Unticking the boxes: Breaking free from the to-do list
SHE has more than 1.5m followers on social media but psychotherapist Dr Sara Kuburic would prefer not to be called an influencer.
“I don’t love that term — but it is a powerful one and it’s one that comes with a lot of responsibility,” she says.
“We used to be like, ‘Oh, influencers, they push products’, but now the discussion is around how they influence who you become. And I think that’s huge.”
She is the creator of the hugely popular Instagram account @millennial.therapist, where she focuses on helping people live authentic, free, and meaningful lives.
Her posts are direct and at times challenging: ‘Stop waiting for people to apologise in order to move on’; ‘Stop taking advice from people you don’t want to be like’; ‘Stop being their maybe’.
‘Who am I?’ is a profound question and one that Kuburic has set out to explore in her new book It’s On Me.
A central theme is ‘self-loss’ which she says manifests itself as pain and emptiness from performing or observing life, rather than living it.
Born in Yugoslavia, and raised in Canada, Kuburic has embraced the life of a ‘nomad’ and is speaking to me on Zoom from New York.
It’s early in the morning on her side but she is bright as a button, informed, and eloquent on the psychological burdens faced not only by millennials but by all generations in a troubled world.
Psychotherapist Dr Sara Kuburic
She says she wrote It’s on Me because it is a book she wished she could have read herself when she was going through ‘self-loss’.
“I didn’t know what was wrong with me, and it was so isolating and painful, I just didn’t have the vocabulary for it — and I didn’t understand that there was a way through it. It felt really threatening and I just didn’t want anyone else to feel that way. I started to see clients feel this and not understand how to articulate it. As a society that is having a global existential crisis right now, I think this is a timely book.”
Kuburic says that when we become identified with the roles and responsibilities we take on in life — in her case, wife, student, therapist, friend, daughter, sibling — we ignore our core selves.
“Eventually we stop knowing who we are — we go on autopilot. We check off all the lists. We go, ‘Great, I did this for my children; great, I did this for my parents; great, I did this for my job’. And then you go to bed feeling empty and alone because life has become a checklist and not a form of self-exploration or expression.”
In the book, Kuburic offers strategies on how to rediscover the self, breaking it down into three components — the body, the mind, and the emotions.

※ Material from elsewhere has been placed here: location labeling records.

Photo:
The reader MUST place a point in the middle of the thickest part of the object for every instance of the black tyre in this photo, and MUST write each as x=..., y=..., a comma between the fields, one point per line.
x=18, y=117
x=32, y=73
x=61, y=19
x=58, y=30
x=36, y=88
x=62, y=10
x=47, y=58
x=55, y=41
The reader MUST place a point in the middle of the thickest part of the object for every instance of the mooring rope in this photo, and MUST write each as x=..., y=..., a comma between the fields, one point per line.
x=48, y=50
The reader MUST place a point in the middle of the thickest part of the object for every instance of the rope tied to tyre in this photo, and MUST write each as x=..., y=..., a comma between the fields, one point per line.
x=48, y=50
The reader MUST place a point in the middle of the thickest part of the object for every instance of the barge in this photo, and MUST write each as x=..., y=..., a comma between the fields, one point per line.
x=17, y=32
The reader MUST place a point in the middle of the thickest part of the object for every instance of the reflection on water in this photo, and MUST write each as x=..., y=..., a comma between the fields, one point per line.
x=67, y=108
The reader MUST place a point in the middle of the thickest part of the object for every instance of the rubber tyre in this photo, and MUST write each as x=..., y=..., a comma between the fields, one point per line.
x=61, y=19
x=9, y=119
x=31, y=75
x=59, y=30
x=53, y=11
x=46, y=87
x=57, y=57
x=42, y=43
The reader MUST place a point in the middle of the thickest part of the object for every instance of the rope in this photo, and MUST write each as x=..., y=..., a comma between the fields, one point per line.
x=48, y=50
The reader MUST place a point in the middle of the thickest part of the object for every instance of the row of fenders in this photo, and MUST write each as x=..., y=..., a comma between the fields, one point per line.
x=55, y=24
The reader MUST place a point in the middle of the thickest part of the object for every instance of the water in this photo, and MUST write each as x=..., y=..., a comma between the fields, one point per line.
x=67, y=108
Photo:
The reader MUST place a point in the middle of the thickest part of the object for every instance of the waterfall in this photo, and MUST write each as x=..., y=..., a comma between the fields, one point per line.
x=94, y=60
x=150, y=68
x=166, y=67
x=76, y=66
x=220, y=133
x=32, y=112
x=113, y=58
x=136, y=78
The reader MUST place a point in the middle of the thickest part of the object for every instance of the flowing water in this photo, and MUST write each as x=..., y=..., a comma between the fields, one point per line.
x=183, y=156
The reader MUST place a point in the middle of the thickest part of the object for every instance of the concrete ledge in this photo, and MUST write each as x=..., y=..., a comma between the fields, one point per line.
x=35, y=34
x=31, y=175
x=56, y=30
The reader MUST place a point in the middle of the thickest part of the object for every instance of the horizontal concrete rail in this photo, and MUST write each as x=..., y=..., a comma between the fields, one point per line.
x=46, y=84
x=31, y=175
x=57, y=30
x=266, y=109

“It is a huge task to take responsibility and make choices that align with who you are, but you first need to figure out ‘What are my emotions really telling me, how is my body experiencing this, what are the beliefs or habits that are getting in the way?” she says, adding you don’t need to attack all three areas at the same time.

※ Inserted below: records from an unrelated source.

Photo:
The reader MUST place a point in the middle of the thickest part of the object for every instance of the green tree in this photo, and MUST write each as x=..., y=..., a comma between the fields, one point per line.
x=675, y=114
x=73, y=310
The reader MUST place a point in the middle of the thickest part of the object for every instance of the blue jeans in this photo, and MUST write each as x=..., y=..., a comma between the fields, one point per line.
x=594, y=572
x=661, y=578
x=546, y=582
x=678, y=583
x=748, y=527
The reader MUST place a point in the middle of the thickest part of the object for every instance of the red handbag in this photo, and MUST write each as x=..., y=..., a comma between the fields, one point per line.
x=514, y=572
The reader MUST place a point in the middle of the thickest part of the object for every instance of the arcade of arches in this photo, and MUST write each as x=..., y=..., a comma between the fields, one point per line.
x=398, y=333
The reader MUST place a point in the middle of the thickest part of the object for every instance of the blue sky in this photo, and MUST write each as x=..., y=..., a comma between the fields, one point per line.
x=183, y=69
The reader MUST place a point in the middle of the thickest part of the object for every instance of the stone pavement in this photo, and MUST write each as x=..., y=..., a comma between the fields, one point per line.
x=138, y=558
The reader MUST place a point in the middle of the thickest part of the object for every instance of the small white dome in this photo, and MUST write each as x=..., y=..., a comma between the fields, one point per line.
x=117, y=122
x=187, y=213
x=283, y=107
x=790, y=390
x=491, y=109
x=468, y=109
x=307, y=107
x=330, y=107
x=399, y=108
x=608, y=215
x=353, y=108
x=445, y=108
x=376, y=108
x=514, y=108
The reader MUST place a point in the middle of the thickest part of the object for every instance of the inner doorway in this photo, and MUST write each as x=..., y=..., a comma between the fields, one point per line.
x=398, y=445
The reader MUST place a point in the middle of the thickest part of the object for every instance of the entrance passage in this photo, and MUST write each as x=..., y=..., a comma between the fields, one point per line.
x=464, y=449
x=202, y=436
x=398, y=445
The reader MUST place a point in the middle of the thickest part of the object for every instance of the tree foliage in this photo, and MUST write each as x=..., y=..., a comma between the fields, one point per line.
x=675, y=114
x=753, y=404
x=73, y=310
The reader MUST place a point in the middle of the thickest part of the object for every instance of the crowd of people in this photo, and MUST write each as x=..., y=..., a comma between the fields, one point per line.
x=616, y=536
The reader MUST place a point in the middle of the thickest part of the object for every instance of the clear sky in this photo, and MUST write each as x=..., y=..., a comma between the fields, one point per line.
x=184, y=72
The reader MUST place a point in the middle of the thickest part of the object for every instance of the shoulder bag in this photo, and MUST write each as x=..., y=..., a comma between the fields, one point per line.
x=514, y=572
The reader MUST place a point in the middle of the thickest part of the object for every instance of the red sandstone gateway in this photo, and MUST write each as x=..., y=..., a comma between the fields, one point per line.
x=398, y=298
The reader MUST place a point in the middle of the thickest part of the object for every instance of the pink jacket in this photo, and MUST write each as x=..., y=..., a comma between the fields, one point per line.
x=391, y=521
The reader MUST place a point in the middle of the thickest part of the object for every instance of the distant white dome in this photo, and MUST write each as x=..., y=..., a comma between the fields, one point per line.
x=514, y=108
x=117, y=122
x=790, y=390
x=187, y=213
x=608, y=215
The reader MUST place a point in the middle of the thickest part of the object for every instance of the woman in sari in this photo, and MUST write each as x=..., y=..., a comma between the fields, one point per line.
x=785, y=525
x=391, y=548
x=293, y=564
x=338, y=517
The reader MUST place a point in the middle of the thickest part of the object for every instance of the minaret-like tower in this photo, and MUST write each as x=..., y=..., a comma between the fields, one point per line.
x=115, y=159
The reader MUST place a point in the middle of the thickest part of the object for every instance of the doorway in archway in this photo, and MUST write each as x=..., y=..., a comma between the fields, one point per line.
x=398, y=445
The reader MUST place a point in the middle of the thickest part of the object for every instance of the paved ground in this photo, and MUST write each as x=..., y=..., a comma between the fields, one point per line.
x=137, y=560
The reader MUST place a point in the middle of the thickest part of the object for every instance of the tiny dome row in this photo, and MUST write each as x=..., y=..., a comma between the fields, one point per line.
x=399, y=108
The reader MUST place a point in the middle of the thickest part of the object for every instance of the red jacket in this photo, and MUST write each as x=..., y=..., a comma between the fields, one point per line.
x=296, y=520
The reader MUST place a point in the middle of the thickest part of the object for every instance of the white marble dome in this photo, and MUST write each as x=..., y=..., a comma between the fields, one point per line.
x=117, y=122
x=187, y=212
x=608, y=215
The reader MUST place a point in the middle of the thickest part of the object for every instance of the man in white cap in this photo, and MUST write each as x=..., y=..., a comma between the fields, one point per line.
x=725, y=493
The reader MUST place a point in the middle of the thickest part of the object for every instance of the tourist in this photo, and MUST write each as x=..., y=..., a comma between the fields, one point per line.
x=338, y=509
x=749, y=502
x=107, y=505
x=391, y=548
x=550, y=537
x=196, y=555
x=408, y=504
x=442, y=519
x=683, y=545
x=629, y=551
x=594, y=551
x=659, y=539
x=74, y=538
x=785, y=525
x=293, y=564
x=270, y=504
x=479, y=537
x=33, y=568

It’s On Me, by Dr Sara Kuburic
Kuburic has struggled at times to find her own sense of self and she writes about how she survived the Bosnian war as a young child.

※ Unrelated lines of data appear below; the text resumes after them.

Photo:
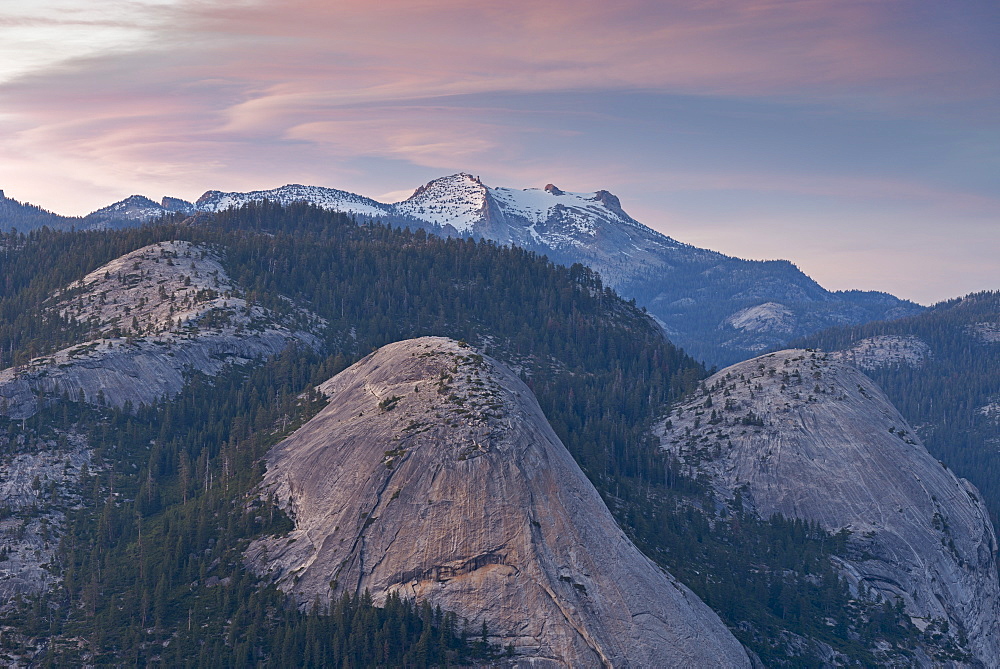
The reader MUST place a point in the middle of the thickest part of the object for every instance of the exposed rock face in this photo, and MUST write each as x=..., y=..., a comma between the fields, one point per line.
x=802, y=434
x=433, y=473
x=37, y=484
x=158, y=314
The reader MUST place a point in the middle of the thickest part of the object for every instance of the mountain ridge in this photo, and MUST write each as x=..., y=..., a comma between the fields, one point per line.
x=433, y=474
x=699, y=296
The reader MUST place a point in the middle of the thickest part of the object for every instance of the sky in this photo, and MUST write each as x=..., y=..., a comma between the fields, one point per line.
x=859, y=139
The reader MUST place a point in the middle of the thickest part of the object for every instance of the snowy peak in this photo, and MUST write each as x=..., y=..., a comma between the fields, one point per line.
x=135, y=208
x=459, y=200
x=327, y=198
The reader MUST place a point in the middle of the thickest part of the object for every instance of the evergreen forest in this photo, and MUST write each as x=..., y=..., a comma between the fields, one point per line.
x=149, y=557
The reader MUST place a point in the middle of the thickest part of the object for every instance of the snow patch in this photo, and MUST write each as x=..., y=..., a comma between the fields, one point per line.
x=988, y=333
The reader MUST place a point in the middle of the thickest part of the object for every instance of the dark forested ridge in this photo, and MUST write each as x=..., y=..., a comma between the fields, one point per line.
x=952, y=395
x=149, y=557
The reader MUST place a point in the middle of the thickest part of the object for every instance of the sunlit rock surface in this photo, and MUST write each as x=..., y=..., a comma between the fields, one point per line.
x=803, y=434
x=433, y=473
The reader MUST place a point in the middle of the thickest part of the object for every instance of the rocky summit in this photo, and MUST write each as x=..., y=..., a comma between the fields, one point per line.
x=155, y=316
x=803, y=434
x=433, y=474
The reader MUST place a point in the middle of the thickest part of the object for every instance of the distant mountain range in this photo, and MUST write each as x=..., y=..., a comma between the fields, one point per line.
x=719, y=308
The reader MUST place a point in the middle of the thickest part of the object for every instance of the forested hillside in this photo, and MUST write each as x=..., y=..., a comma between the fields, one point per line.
x=148, y=557
x=942, y=371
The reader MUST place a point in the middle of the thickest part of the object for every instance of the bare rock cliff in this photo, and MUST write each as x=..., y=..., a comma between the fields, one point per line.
x=156, y=315
x=806, y=435
x=433, y=473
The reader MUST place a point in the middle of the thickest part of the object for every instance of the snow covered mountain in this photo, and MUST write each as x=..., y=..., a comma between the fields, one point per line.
x=327, y=198
x=719, y=308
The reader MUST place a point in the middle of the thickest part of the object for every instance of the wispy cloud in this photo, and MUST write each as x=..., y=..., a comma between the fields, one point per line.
x=101, y=100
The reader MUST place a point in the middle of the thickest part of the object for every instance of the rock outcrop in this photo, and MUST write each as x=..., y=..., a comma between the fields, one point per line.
x=433, y=473
x=156, y=315
x=39, y=481
x=805, y=435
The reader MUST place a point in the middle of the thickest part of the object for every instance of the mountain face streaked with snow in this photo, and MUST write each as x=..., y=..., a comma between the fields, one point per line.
x=720, y=309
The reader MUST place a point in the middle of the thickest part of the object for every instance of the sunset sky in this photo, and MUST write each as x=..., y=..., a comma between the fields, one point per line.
x=859, y=139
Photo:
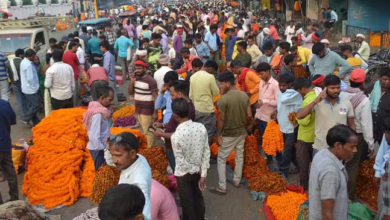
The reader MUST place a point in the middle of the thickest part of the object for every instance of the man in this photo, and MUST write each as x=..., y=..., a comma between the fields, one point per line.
x=60, y=80
x=96, y=121
x=325, y=62
x=4, y=84
x=202, y=89
x=330, y=110
x=243, y=56
x=85, y=37
x=144, y=88
x=30, y=89
x=304, y=151
x=123, y=153
x=364, y=48
x=192, y=154
x=163, y=62
x=97, y=78
x=288, y=101
x=16, y=85
x=363, y=121
x=266, y=105
x=71, y=58
x=253, y=50
x=211, y=41
x=187, y=67
x=247, y=81
x=7, y=118
x=328, y=191
x=111, y=37
x=234, y=110
x=109, y=66
x=121, y=45
x=380, y=99
x=201, y=48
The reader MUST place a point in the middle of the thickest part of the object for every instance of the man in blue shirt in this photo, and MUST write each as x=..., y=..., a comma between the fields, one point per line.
x=201, y=48
x=7, y=118
x=121, y=45
x=30, y=89
x=109, y=66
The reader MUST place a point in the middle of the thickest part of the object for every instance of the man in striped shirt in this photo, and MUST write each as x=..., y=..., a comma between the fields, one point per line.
x=144, y=88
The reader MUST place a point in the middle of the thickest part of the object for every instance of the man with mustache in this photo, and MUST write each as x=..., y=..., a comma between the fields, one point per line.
x=330, y=110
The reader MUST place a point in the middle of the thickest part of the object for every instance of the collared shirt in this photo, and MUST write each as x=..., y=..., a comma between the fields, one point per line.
x=382, y=157
x=268, y=94
x=60, y=80
x=159, y=76
x=139, y=174
x=203, y=51
x=202, y=89
x=211, y=40
x=98, y=132
x=164, y=101
x=306, y=125
x=288, y=102
x=122, y=44
x=328, y=180
x=327, y=116
x=109, y=65
x=191, y=148
x=28, y=77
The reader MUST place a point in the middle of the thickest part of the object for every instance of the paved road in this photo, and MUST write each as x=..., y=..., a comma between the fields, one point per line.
x=236, y=205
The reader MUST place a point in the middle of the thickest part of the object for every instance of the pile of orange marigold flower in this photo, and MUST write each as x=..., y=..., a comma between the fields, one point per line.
x=60, y=168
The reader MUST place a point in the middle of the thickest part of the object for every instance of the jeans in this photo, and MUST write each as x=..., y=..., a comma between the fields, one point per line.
x=8, y=169
x=4, y=90
x=191, y=197
x=16, y=88
x=32, y=107
x=289, y=152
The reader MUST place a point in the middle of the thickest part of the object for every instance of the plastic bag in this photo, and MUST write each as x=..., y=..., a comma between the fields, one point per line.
x=18, y=157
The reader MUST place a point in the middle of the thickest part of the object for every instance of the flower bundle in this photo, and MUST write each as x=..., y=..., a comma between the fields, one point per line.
x=106, y=177
x=143, y=142
x=272, y=139
x=123, y=112
x=60, y=167
x=292, y=118
x=125, y=121
x=365, y=188
x=286, y=205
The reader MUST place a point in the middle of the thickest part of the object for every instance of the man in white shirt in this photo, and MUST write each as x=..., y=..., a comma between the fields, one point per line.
x=60, y=81
x=163, y=61
x=122, y=152
x=191, y=148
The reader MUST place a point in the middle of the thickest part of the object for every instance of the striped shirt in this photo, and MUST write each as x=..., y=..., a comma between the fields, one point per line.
x=3, y=71
x=143, y=89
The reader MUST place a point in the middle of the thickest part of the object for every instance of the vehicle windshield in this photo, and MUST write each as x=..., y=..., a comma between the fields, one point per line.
x=9, y=43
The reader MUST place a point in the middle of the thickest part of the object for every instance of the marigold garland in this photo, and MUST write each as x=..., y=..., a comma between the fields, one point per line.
x=60, y=168
x=286, y=205
x=106, y=177
x=272, y=139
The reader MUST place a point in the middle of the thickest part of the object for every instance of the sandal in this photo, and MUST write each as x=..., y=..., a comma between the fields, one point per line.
x=216, y=191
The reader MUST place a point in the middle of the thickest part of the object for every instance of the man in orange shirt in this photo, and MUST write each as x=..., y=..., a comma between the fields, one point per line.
x=247, y=81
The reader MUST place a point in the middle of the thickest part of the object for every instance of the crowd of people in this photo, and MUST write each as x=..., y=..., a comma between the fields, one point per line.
x=184, y=57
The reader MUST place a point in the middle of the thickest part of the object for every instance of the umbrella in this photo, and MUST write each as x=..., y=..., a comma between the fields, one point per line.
x=4, y=12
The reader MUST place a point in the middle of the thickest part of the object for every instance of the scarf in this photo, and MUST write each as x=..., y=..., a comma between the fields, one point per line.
x=357, y=98
x=375, y=97
x=94, y=107
x=241, y=79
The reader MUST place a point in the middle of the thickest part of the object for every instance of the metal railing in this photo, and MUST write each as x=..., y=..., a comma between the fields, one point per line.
x=351, y=32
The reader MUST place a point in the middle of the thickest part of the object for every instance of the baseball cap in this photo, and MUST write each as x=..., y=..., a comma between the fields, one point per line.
x=357, y=76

She says recent events in the Middle East have been ‘triggering’ especially witnessing the impact of devaluing other people’s humanity.
“What makes me the saddest is watching the dehumanisation… I know what it felt like to be dehumanised. When we talk about the self, taking away someone’s dignity, taking away someone’s humanity makes it so hard for them to be a person, to be themselves.”
She argues that people who suffer trauma can be empowered by taking charge of what comes next, and cites as an example Viktor Frankl, the Austrian psychiatrist and Holocaust survivor who wrote the seminal book Man’s Search for Meaning. Kuburic says his emphasis on finding meaning and purpose in life, no matter how difficult the circumstances, is more important than ever.
“It’s more relevant today than it has been in such a long time. There is so much meaninglessness and so much aimlessness, and people are so disconnected as to why they’re even alive. It’s really important to understand that we can construct our meaning by our attitudes or our actions, and it’s something that we do on a daily basis. If you don’t feel like you have meaning in your life today, you can change that by doing something meaningful, something that holds value.”
One of the great challenges to our sense of self is social media, which has become a seemingly endless source of dictates and pronouncements about who we should be.
“In terms of social media, who you follow is very important… We need to understand the responsibility of that, you’re allowing this person to give you a roadmap to your own authenticity that might not actually be authentic to you. We need to be really careful with the consumption of it.”
It’s best to think of our posts as a form of self-expression, she says.
“The second it becomes for others, or about others, I think you’re in trouble. I genuinely love my platform, my community and the hopefully positive impact I’m creating. Yet if I start to hate it, or if it’s no longer for me, I’m just going to quit because it’s just not worth it. It has to be something that gives you value.”
‘It’s on Me’, by Dr Sara Kuburic, published by Quercus, is out now.